Page 5 of Don't Hate the Holidays

Page List
Font Size:

“They don’t need to come, but I thought you might want to invite them,” Mom says, looking at Eli again. She puts a hand on Eli’s knee. “Thanksgiving is a time for family.”

“You’re the only real family I have,” Eli mumbles.

Mom’s hand spasms. I see the flicker of fury on her face, as she bites back words she won’t say in front of Eli. I also see the twitch in her arms, as she represses the urge to hug him. I know she needs to say something before she gives in and does that. “I’d like to meet them,” she says in a harder voice than usual. “Would you invite them, Eli?”

He looks at her with something sad and maybe a little longing in his eyes. “I don’t think they’ll come.”

“But they’ll have the offer.”

Some of the rigidity in his shoulders slips out of him with a low breath. “All right.”

Mom’s restraint crumbles and she wraps him in a full hug. Eli leans into her embrace, letting his head rest on her shoulder. Mom may not be saying it, but I know she’s doing this for him more than for her. She wants to force them to see that they should treasure him, like she knew the first day she met him. I get it.

I also worry she has no idea just how much this might hurt Eli.

She holds him for a long moment, as I halfheartedly grab a different car and push it into Hugh’s line of them, and that fluttering worry in my stomach stills. Maybe she knows exactly how much it can hurt Eli—and is determined to help him heal.

“Didn’t you want to shower before work?” Eli asks, pulling my attention back.

“You heading home?”

As unreadable as he can be, I’m pretty sure I see the conflicting instincts in his eyes: one, to retreat and be alone, the other to stay with those he knows love him.

“I’ll stay and play with Hugh, if you don’t mind.”

“I’ll make up some sandwiches for lunch,” Mom says.

She moves to the kitchen, Widget racing ahead when he sees where she’s going. Eli sits on the play mat near us. “Can I play with a car, Hugh?”

Hugh’s eyes dart up and he nods, and holds out an orange one. “Here.”

“Can I be there?” I ask in a low voice.

Eli shifts the car around in his hand. “You really want to?”

“For him, and for the phone call with them.”

His eyes flick to mine. “That’ll be good. Tomorrow.”

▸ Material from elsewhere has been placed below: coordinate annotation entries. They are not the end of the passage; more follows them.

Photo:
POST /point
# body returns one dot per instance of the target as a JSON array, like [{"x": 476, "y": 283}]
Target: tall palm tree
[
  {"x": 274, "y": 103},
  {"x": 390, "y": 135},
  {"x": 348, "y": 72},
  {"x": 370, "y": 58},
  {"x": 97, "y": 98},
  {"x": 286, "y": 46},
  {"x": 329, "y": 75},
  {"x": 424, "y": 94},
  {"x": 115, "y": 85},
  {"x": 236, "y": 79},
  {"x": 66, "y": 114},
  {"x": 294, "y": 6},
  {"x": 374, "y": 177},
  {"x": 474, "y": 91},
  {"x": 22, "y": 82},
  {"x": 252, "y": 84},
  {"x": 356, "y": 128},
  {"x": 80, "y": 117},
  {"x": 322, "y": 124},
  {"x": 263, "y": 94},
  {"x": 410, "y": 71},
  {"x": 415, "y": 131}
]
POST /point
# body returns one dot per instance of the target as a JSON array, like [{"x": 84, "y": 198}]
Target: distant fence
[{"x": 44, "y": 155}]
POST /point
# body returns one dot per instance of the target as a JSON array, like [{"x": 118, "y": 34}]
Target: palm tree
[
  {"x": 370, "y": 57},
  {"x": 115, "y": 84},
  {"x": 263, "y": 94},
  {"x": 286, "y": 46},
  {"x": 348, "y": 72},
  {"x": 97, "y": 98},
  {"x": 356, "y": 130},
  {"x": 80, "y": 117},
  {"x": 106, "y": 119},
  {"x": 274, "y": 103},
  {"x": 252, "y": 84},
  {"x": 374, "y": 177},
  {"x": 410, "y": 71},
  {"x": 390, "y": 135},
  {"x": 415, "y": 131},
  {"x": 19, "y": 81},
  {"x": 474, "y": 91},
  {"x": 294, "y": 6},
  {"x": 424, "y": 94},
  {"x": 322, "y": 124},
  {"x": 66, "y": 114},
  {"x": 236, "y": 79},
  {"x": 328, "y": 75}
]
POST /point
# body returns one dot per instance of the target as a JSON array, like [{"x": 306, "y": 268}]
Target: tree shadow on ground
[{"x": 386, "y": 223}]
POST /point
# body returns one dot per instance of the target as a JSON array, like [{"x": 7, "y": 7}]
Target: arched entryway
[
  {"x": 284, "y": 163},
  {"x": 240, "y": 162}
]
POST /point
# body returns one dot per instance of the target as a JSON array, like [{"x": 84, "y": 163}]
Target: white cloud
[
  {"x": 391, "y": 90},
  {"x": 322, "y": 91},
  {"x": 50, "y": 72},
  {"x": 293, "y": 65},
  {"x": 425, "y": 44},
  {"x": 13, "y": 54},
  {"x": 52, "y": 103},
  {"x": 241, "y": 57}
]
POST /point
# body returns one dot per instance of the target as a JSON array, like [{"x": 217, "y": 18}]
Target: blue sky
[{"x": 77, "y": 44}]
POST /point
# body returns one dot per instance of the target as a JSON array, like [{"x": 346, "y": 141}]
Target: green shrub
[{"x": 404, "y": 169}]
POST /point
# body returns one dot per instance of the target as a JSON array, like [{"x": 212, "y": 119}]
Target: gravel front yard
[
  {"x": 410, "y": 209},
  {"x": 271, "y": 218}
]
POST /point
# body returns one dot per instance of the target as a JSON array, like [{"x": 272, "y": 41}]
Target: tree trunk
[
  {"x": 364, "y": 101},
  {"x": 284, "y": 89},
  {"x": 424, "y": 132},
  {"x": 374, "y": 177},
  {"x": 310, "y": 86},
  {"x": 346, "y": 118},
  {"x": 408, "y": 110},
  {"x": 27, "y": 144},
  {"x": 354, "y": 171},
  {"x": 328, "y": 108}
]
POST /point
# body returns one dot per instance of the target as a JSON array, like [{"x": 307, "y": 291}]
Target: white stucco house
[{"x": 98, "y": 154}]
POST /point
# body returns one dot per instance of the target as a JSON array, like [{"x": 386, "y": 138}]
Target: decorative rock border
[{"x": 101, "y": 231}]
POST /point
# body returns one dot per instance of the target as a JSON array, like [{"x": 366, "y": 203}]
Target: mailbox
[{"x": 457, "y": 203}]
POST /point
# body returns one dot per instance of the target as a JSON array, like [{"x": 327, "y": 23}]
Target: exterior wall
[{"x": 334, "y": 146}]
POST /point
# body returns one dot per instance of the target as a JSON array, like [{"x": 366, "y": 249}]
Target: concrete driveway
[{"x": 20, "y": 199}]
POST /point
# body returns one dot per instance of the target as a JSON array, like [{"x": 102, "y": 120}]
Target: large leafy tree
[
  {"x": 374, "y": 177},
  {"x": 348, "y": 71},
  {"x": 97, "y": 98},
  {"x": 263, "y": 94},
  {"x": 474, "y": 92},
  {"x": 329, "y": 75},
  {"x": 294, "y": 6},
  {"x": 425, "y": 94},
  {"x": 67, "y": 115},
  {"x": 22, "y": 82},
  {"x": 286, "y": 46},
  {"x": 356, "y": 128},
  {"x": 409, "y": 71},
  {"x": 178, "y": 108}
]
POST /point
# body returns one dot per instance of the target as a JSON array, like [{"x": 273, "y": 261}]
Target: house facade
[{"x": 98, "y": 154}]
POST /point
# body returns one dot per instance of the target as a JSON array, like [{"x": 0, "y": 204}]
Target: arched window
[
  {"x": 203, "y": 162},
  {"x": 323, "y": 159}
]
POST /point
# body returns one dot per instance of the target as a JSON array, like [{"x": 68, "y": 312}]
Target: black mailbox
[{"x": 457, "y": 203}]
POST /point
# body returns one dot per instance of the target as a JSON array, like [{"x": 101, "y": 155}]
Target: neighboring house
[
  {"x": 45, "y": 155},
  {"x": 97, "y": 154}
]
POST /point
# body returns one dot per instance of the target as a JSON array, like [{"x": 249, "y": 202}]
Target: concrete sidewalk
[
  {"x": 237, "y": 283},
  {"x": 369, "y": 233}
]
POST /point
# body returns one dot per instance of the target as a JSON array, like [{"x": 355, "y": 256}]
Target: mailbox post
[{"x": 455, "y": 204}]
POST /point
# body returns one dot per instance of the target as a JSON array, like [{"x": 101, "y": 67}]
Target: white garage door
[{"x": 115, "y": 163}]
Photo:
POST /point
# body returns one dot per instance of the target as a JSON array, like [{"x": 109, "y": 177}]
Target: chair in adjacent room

I stand and head to my room to get a change of clothes before hopping into the shower, unable to keep the slight smile from my face. His expression is still hard to read at times. His voice, though—that beautiful, raw, vinyl voice—crackles with emotion. I heard the nervousness in it, just now. I also heard the gratitude. It’s how I know he really does want me there, even if he never would have asked me to be.

I’ll be by his side through all of it.

I can’t stop teasingEli about our Chemistry project. We need to take a traditional feast food (McG didn’t specify Thanksgiving, but we all know it’s what he was thinking) and do a write-up of its chemical make-up. I let Eli choose our food.

“Rolls are, surprise surprise, mostly starch,” I say, as we work on it Sunday morning.

“Your point?” Eli asks, leaning over the textbook at my kitchen table.

“You chose the most basic option.”

“I like rolls.”

I pick up my orange juice, shaking my head. “They’re so simple!”

“I’m a simple guy. I know what I like. Rolls. Soccer. Music. You.”

He doesn’t look away from the textbook as he says it, so matter-of-fact that I almost choke on my juice. At my spluttering, he does look up.